Paper Structure (22 sections, 8 equations, 8 figures, 7 tables)

This paper contains 22 sections, 8 equations, 8 figures, 7 tables.

Figures (8)

  • Figure 1: Illustration of Precise Detection and TextBlock Detection. Precise detection aims to detect text units, such as words or phases as shown in the second column. Our proposed detection method, based on text block, reduces the difficulty of detection. The yellow arrows represent the natural reading order in Chinese.
  • Figure 2: The overview pipeline of TextBlockV2. The scene text image is fed into the TextBlock detection module, which is implemented by Mask R-CNNhe2017mask. Then block cuttings are patched to visual tokens. The Pre-trained Language Model is regarded as a scene text recognizer, extracting texts from block cuttings.

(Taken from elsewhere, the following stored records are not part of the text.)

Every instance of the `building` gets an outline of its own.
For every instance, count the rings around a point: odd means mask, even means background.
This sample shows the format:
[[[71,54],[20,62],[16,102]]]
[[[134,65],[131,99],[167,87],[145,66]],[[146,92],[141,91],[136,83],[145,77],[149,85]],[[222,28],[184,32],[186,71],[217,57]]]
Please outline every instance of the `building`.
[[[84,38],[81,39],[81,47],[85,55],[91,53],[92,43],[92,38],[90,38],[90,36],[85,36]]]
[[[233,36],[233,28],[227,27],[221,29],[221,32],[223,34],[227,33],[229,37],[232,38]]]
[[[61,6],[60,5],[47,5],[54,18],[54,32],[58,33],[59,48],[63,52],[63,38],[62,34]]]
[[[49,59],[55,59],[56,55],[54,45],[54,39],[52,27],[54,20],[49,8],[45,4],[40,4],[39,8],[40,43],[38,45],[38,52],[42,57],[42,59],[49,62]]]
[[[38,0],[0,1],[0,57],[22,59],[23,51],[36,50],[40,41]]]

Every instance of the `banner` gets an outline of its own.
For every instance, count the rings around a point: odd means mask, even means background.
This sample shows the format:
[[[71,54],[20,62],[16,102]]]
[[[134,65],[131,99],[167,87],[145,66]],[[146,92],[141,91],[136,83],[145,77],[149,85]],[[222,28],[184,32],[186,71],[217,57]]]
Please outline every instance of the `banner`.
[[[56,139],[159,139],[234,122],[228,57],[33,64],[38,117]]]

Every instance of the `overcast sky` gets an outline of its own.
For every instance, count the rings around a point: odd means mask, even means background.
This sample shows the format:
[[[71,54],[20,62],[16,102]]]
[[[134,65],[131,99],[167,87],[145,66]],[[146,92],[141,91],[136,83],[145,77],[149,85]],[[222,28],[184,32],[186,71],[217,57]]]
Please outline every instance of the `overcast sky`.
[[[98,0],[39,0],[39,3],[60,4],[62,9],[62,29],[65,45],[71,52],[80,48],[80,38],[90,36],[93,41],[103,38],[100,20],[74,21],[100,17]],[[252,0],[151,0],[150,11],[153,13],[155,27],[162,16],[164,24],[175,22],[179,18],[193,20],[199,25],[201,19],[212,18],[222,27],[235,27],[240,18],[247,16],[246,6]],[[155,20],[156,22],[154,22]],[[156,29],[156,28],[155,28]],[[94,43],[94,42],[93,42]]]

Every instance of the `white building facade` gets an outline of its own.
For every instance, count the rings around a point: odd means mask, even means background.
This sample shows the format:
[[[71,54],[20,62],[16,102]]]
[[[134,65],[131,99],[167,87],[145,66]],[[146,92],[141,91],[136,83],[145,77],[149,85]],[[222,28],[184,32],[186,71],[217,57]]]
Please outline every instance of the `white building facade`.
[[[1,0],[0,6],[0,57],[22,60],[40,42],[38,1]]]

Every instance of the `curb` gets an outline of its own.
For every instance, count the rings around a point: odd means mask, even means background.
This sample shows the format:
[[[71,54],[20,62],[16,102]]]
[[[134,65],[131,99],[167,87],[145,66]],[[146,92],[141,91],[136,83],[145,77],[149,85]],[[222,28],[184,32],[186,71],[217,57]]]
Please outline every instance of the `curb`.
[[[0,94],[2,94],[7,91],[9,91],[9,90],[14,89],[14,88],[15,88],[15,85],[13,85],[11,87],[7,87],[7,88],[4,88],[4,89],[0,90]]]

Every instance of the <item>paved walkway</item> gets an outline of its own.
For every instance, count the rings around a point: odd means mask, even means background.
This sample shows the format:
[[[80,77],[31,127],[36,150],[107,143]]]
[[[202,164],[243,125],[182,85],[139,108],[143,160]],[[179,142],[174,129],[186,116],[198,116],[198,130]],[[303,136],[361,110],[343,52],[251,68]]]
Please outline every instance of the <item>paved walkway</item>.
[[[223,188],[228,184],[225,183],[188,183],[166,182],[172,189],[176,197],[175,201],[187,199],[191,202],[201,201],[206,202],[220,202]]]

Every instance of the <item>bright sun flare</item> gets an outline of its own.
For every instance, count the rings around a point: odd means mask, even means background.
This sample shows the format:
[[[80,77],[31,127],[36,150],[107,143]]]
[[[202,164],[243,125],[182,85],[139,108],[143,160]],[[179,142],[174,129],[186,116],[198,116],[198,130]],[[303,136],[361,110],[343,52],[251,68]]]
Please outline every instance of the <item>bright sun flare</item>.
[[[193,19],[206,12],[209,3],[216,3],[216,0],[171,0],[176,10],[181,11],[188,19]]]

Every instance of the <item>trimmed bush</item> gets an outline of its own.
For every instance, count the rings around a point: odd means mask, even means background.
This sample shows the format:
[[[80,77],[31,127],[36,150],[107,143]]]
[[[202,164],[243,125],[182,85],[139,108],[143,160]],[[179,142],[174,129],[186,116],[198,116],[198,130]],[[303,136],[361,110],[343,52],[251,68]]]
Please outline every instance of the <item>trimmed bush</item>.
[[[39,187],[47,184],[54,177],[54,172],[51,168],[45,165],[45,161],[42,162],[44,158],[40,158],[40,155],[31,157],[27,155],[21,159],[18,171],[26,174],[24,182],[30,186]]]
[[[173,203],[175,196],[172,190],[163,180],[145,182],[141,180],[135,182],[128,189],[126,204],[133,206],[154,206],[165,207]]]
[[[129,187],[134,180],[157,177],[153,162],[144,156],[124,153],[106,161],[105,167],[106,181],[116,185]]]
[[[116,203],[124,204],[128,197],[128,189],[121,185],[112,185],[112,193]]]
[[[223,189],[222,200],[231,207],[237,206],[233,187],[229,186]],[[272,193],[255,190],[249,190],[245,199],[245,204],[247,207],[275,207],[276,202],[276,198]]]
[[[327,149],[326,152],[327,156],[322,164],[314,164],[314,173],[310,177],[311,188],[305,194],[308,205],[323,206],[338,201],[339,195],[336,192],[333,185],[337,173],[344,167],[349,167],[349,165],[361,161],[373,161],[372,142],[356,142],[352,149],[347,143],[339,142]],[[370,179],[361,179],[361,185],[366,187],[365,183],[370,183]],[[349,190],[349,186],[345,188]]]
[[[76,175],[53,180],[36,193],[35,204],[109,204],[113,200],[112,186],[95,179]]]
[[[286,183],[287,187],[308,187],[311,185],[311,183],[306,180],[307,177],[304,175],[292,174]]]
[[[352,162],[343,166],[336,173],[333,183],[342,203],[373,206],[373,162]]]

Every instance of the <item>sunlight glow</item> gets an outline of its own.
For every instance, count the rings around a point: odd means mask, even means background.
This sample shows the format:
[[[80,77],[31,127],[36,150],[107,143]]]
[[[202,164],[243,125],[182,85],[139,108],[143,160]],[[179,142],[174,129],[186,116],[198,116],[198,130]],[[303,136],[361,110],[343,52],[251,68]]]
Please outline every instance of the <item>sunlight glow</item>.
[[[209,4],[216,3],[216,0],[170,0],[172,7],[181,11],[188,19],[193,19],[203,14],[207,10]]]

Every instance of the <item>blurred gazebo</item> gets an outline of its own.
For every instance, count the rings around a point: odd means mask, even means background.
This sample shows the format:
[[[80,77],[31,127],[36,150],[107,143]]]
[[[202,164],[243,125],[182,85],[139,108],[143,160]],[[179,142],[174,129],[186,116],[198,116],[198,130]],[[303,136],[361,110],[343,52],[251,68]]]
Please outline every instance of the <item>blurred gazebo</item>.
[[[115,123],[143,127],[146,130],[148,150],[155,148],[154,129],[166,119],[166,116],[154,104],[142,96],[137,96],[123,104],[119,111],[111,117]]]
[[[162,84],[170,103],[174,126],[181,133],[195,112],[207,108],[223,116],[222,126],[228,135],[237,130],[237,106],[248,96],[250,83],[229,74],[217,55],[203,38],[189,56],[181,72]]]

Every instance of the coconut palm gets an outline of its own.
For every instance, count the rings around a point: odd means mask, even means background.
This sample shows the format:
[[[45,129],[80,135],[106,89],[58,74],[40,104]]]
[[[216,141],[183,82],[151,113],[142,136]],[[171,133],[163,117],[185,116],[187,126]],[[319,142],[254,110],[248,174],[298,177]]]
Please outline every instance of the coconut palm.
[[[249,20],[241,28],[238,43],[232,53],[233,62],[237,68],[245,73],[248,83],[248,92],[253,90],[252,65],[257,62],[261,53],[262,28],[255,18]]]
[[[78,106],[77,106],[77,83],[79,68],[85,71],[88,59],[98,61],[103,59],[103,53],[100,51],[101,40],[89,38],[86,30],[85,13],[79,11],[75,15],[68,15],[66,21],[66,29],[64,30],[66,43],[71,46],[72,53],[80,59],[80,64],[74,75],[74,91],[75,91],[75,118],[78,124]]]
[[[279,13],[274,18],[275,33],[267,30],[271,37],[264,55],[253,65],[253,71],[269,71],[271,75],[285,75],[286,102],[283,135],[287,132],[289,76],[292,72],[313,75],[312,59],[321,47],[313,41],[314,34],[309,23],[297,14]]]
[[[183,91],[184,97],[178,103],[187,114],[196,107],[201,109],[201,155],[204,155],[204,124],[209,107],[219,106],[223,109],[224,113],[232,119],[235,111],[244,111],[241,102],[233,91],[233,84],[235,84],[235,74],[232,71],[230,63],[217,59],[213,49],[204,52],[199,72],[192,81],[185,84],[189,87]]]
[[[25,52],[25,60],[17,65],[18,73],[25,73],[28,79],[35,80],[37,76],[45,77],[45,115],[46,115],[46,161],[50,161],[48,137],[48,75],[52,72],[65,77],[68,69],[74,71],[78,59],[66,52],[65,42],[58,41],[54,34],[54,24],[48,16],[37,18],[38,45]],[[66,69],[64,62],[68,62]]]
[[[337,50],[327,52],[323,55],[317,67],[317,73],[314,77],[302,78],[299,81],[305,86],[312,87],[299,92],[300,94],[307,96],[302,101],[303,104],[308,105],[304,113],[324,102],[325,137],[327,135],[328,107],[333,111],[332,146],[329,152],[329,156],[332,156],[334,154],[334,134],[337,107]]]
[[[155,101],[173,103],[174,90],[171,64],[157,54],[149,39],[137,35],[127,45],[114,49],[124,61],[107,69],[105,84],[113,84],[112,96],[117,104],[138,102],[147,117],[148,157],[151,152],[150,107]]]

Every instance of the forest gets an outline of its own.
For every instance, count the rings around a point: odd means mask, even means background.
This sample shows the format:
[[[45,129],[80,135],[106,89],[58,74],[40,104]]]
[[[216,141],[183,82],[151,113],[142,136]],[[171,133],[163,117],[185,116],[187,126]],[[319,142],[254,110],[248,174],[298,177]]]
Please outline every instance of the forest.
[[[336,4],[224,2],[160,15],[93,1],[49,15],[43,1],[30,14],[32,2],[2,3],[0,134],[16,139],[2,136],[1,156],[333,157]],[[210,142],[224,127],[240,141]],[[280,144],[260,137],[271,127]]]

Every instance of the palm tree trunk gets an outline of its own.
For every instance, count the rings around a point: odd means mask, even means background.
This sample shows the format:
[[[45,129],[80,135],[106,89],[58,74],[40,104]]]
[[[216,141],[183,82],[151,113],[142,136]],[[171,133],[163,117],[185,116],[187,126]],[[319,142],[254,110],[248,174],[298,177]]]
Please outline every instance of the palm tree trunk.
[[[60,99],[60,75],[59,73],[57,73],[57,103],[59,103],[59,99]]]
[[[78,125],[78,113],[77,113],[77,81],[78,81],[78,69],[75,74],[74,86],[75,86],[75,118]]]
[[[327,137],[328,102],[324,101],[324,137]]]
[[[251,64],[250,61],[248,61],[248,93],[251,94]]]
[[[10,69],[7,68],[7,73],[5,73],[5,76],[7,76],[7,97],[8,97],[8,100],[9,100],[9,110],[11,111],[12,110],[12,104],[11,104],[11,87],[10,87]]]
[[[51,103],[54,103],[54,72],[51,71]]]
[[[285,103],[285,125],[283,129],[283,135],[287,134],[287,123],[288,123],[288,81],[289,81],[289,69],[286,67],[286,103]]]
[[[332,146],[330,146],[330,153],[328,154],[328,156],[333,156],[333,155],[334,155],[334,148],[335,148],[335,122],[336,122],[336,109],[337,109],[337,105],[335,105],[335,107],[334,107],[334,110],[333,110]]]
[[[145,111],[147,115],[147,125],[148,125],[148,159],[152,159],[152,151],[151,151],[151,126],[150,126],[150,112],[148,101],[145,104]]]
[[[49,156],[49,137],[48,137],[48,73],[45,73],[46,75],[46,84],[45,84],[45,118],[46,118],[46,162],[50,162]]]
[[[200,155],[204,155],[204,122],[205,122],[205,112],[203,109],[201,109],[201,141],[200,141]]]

The PLM block can be decoder-only or encoder-decoder architecture.
  • Figure 3: Comparison of the text block generation pipeline between TextBlock and TextBlockV2. The red boxes represent semantically appropriate text blocks, while the green ones do not.
  • Figure 4: Comparison of three types of masks: yellow, blue, and grey blocks represent vision tokens, language tokens, and masked tokens, respectively. (a) corresponds to the typical visual mask used for bi-directional attention. (b) represents the typical causal mask utilized in language models. (c) signifies our proposed unified vision-language mask that takes into account both vision and language characteristics.
  • Figure 5: The comparison of two types of evaluation protocols. The blue boundaries are ground truth, and the yellow ones are prediction bounding boxes. This figure shows the detailed calculation of Normalized Scores (NS) and Generalized F-measure (GF). The red texts in the spotting results are incorrect.